Dal 2017 è stata inserita per la prima volta in Italia nei Livelli essenziali di assistenza, dal giugno 2023 è stato approvato un Nomenclatore tariffario per le tecniche di PMA. Ancora nei LEA non è stata inserita la diagnostica clinica sull’embrione e sono poche le regioni a farsene carico e le donatrici di gameti non ricevono un rimborso al pari di quanto avviene nei paesi da cui si importano i gameti nel rispetto del divieto di commercializzazione.
Da quando la legge 40 è stata modificata dalle sentenze e dalla Corte, nascono circa 14 mila bambini ogni anno e non troviamo più il dato del 3% di gravidanze a rischio che era presente nelle prime Relazioni al Parlamento.
Non sarebbero nati senza le tante coppie che ho seguito, e che anche altri collegi legali hanno assistito, e senza il lavoro dell’Associazione Luca Coscioni. Molti di questi nati non erediteranno le malattie genetiche di cui i genitori sono portatori grazie alla possibilità di ricorrere alla diagnosi di preimpianto. Ci sono ancora dei divieti da eliminare per rendere la legge 40 una legge finalmente giusta, ma rispetto alla versione originaria molte ingiustizie sono state eliminate. L’erogazione delle tecniche, poi, dovrebbe essere garantita in maniera uniforme e dal Servizio sanitario nazionale e attualmente ancora non è così, pertanto si continua nella difesa dei diritti nei tribunali dinanzi a un Parlamento che dopo 20 anni ancora ritiene che la legge 40 non si debba toccare ma nel contempo cerca di introdurre altri divieti, ancora una volta insensati come il divieto di accesso alla gravidanza per altri in Paesi dove è legale, prevedendo lo stesso reato come se la tecnica fosse realizzata nel nostro paese.
In questo momento il diritto diventa particolarmente giurisdizionale, perché grazie all’intervento della giurisdizione con funzione pluralista e aperta alla argomentazione, diventa un potere destinato a bilanciare il legislatore che si muove in questo caso in una logica maggioritaria.
Il ruolo dell’avvocatura cambia, poiché destinato a valorizzare la giurisdizione e questa apertura. In questo caso il giudice è bocca della costituzione, che si svincola dalla legge considerata in sé per porsi sotto la legge costituzionalmente legittima.
L’avvocato in questo caso alimenta la dialettica tra legge, Costituzione e realtà sociale: il giudice media, ascolta e parla la lingua della società che chiede tutele in affermazione di quella democrazia che ha generato la Costituzione che rende possibile la difesa della democrazia.

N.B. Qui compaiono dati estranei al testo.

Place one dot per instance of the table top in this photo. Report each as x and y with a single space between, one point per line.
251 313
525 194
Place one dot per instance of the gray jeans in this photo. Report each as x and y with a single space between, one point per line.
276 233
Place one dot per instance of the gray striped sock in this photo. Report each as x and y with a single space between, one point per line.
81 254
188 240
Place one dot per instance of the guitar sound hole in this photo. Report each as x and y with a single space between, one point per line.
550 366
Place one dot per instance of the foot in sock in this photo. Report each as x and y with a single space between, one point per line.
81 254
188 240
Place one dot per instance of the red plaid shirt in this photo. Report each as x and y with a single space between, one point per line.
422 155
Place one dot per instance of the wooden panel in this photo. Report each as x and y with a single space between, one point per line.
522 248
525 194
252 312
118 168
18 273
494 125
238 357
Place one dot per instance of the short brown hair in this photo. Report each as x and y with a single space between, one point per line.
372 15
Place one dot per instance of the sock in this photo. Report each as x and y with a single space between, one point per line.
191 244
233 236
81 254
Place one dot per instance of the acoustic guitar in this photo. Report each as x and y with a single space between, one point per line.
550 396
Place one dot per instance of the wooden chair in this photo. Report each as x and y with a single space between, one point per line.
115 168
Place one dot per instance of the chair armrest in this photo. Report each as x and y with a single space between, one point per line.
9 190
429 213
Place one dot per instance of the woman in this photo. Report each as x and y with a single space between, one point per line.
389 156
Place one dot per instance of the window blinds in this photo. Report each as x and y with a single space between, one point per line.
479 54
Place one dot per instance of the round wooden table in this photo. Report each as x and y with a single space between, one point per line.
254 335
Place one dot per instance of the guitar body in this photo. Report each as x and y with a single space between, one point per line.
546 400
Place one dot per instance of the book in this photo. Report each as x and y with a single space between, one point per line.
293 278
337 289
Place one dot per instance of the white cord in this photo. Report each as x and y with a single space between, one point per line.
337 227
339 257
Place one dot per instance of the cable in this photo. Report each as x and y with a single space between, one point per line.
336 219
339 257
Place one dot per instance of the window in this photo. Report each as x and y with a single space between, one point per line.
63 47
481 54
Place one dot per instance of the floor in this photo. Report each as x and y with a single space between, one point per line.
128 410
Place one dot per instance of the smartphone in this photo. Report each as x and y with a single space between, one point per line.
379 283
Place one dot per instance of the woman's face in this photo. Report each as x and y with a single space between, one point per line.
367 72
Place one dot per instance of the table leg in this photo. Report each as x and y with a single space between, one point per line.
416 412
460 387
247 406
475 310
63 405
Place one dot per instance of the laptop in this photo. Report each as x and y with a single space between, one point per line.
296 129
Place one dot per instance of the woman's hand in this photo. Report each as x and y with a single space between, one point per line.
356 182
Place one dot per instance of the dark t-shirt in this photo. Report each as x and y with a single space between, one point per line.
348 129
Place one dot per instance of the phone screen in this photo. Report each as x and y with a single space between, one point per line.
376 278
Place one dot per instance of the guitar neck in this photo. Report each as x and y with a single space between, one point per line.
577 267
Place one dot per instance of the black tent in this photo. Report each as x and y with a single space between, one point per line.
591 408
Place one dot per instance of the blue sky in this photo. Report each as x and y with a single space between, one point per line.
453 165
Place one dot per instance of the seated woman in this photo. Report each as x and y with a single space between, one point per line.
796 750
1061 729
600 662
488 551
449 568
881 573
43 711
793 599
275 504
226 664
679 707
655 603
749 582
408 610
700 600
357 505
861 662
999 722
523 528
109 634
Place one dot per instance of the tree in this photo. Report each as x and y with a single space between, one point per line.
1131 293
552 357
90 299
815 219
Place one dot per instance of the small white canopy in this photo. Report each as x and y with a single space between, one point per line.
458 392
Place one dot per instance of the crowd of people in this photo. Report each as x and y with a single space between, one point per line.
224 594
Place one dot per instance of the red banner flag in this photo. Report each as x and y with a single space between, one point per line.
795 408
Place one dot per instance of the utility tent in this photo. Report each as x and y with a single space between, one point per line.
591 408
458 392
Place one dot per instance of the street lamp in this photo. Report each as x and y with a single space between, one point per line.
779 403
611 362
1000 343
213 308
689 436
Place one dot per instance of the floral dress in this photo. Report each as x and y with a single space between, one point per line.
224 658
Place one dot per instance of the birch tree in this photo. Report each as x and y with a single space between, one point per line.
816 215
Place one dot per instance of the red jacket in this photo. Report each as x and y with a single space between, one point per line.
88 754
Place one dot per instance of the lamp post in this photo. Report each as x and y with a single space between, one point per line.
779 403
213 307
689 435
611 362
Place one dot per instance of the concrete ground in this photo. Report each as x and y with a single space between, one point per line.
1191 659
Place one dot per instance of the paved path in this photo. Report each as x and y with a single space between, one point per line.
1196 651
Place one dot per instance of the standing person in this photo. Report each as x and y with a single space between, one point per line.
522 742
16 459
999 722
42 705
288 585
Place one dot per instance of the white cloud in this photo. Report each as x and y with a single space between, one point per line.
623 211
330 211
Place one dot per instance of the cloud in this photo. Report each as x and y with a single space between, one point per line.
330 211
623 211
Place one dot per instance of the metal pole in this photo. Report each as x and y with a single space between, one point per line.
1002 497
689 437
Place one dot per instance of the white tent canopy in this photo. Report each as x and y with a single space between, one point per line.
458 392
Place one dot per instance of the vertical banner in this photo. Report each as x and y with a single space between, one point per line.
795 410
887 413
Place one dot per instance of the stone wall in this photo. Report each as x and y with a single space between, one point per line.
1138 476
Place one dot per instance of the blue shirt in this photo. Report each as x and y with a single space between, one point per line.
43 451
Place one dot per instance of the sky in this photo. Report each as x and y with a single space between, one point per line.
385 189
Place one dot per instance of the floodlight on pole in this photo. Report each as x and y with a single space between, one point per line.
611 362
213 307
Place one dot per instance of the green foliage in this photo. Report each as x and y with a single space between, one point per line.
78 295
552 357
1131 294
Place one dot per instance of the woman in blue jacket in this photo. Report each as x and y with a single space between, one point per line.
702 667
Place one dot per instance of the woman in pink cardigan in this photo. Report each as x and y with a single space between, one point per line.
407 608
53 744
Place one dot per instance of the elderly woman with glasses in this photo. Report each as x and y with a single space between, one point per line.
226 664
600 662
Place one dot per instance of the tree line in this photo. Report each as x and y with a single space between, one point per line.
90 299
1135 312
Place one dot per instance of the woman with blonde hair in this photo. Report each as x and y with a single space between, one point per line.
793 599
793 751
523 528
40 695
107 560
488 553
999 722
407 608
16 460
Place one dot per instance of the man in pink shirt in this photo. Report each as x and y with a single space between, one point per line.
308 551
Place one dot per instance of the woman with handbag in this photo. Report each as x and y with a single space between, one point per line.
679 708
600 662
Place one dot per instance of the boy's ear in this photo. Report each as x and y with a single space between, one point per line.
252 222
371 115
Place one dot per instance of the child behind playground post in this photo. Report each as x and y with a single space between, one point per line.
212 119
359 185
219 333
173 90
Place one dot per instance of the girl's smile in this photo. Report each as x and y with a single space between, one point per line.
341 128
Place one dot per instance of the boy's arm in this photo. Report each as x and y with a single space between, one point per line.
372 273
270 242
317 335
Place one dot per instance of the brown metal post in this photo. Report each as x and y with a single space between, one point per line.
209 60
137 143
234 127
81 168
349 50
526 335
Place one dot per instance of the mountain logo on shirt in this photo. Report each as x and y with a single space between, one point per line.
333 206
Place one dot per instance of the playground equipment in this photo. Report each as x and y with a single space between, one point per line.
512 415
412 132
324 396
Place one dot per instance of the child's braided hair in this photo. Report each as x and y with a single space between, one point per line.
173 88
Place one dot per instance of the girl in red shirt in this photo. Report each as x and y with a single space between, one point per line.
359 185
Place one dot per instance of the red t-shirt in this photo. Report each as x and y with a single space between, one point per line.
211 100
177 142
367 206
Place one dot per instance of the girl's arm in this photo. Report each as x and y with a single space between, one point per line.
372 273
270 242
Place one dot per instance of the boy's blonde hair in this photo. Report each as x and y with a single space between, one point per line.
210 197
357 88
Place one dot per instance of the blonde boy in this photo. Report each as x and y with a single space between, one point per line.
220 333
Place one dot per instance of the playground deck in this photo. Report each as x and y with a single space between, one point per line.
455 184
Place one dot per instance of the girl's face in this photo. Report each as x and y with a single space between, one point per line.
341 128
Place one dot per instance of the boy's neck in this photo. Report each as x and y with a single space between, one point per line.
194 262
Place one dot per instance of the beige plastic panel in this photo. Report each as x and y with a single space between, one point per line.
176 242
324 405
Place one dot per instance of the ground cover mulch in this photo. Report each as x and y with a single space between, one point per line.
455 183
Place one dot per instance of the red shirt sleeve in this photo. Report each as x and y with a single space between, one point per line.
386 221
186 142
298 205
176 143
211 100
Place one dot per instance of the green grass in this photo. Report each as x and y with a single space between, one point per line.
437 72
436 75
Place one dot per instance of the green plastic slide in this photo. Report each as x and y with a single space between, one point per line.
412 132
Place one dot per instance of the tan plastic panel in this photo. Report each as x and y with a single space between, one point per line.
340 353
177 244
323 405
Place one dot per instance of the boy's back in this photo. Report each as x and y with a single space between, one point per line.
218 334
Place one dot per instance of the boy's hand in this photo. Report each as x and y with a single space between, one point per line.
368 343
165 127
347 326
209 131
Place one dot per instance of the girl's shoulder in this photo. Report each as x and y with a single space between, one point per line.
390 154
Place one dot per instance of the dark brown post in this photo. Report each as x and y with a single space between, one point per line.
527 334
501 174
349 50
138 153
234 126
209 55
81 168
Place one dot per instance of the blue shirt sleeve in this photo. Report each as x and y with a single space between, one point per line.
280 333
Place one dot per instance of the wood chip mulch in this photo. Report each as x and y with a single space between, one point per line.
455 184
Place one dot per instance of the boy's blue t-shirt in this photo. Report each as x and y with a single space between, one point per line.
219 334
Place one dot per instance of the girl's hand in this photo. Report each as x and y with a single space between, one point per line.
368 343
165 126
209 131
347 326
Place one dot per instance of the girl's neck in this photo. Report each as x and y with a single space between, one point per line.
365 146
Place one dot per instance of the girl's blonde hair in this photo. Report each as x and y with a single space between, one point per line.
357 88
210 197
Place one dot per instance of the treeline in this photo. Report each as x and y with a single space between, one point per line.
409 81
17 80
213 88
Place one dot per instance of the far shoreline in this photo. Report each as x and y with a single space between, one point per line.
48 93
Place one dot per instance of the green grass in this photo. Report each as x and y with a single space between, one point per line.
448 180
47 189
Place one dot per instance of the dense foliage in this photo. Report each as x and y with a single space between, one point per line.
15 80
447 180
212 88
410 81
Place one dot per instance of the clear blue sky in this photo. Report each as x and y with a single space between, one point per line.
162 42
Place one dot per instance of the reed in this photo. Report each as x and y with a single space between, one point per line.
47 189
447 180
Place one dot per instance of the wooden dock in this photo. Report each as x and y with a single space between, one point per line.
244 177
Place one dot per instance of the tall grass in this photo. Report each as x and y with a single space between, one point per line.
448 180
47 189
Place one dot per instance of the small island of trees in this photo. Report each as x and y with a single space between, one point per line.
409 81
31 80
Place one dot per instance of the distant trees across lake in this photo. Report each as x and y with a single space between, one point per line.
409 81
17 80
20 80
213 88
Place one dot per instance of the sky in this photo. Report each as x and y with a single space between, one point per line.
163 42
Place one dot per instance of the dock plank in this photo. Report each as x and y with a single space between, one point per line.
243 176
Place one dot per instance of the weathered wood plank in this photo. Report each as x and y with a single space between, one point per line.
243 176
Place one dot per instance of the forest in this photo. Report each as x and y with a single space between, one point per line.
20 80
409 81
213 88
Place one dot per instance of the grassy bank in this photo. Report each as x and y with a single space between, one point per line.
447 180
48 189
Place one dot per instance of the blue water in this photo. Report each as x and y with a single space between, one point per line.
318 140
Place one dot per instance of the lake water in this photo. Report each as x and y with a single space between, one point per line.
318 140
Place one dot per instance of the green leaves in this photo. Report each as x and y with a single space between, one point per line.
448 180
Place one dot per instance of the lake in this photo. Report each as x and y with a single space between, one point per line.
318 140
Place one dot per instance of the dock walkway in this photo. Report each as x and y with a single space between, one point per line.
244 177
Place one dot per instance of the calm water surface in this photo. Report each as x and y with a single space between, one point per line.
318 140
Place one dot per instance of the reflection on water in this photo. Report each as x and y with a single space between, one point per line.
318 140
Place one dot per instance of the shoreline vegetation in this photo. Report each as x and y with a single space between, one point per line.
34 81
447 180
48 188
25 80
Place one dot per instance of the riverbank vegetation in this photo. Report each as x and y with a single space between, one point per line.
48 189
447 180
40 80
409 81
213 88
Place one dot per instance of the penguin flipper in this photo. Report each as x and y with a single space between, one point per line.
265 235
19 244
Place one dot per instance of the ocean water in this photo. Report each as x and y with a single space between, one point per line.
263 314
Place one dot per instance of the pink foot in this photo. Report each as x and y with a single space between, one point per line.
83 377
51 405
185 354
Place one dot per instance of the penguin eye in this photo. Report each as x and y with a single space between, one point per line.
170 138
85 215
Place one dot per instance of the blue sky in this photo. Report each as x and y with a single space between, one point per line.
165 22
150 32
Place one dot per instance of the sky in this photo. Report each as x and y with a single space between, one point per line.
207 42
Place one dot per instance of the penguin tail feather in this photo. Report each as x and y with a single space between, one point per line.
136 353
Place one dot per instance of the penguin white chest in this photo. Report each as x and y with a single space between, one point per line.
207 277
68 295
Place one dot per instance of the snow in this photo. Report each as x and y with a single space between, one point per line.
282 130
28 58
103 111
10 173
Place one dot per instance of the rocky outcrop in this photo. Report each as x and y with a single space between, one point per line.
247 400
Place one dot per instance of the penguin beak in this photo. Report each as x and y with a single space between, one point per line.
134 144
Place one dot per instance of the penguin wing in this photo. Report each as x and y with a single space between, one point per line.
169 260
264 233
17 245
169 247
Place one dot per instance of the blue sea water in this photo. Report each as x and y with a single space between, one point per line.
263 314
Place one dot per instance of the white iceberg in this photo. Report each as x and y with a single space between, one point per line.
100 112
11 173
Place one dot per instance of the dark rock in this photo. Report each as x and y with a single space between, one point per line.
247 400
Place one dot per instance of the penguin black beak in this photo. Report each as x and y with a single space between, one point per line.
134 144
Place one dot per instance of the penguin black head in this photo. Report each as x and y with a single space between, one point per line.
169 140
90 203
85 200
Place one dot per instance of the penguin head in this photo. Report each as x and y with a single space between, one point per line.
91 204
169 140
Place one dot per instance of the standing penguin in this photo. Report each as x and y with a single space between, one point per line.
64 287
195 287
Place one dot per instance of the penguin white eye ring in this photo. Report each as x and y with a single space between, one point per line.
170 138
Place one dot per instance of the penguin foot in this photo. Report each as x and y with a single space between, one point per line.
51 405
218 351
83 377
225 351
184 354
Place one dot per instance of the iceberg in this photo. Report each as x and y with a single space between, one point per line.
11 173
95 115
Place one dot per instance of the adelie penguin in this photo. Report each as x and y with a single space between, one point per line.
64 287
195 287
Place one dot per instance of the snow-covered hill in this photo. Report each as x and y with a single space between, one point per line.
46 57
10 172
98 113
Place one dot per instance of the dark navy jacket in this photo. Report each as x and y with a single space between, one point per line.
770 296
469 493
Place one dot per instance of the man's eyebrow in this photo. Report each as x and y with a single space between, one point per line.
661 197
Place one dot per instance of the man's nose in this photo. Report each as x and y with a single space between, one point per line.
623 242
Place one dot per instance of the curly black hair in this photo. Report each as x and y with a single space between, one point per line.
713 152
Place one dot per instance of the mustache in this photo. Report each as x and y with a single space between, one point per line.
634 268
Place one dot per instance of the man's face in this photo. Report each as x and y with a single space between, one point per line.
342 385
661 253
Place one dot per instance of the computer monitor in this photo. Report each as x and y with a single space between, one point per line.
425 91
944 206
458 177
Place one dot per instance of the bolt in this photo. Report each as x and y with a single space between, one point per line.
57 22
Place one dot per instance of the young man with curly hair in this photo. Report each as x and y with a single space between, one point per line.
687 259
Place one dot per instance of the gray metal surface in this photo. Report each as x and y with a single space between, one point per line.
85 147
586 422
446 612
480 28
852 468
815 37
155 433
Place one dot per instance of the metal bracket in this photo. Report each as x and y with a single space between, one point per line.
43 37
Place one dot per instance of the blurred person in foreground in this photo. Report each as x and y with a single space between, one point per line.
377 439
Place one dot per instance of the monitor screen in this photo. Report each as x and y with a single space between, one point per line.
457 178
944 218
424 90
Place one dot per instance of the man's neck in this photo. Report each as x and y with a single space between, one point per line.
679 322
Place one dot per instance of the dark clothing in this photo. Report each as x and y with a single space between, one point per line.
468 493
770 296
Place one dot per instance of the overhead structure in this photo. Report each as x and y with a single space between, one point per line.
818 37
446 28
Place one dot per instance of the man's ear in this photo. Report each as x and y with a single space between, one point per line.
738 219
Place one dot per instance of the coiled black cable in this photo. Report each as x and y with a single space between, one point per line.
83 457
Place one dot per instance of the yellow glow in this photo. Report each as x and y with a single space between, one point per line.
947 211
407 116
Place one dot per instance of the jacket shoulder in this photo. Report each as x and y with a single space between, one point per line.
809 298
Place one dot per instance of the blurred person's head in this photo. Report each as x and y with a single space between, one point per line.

In questo panorama la strada per la modifica della legge sulla procreazione medicalmente assistita non è conclusa, ma le buone leggi dovrebbero essere emanate dal parlamento senza l’intervento dei tribunali, oggi emerge dalla situazione attuale che è in pericolo la democrazia e il ruolo della società civile è quanto mai necessario per evitare sottrazione di diritti.
Grazie alle conquiste raggiunte con l’intervento della Corte costituzionale dal 2010 ogni anno nascono circa 14.000 bambini che altrimenti non sarebbero mai nati. Continueremo a ricorrere ai tribunali per eliminare gli ultimi divieti.